TUNISIE
16/04/2016 05h:37 CET

Tunisie: Accord de principe du FMI pour un prêt de 2,8 milliards de dollars

Flickr/Haydn Blackey

La Tunisie et le Fonds monétaire international (FMI) ont conclu "un accord de principe" sur un nouveau prêt de 2,8 milliards de dollars (2,5 milliards d'euros) sur quatre ans, a indiqué vendredi la représentation du FMI à Tunis.

Unique rescapée des Printemps arabes, la Tunisie, qui traverse d'importantes difficultés économiques, négociait depuis des mois un nouveau prêt, après expiration d'une précédente ligne de crédit de 1,7 milliard de dollars (1,5 milliard d'euros).

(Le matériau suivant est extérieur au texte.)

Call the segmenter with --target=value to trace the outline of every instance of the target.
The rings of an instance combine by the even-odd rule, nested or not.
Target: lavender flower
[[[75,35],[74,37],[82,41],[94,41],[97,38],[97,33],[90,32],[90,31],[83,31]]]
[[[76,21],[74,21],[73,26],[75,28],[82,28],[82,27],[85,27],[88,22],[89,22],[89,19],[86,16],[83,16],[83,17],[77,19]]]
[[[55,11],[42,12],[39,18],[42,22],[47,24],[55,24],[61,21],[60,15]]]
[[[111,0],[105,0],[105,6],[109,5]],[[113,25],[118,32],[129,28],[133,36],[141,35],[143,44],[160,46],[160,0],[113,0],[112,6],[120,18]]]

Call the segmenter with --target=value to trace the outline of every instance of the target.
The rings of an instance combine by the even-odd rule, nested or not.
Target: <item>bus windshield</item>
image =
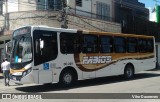
[[[32,60],[31,37],[19,36],[13,39],[11,62],[24,63]]]

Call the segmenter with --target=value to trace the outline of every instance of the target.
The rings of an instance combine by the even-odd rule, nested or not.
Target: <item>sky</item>
[[[138,0],[139,2],[142,2],[145,4],[145,7],[150,10],[150,21],[156,21],[156,13],[152,13],[153,8],[156,5],[156,2],[154,0]],[[157,4],[160,5],[160,0],[157,0]]]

"Cet accord sera soumis à l'approbation du conseil d'administration du FMI, qui devrait examiner la demande de la Tunisie le mois prochain", précise le chef de mission du Fonds pour ce pays, Amine Mati dans un communiqué.

communiqué fmi

communiqué fmi

Ce prêt vise à appuyer "la vision économique et les réformes prioritaires" définies par les autorités tunisiennes dans leur "plan quinquennal" pour la période 2016-2020, a-t-il ajouté.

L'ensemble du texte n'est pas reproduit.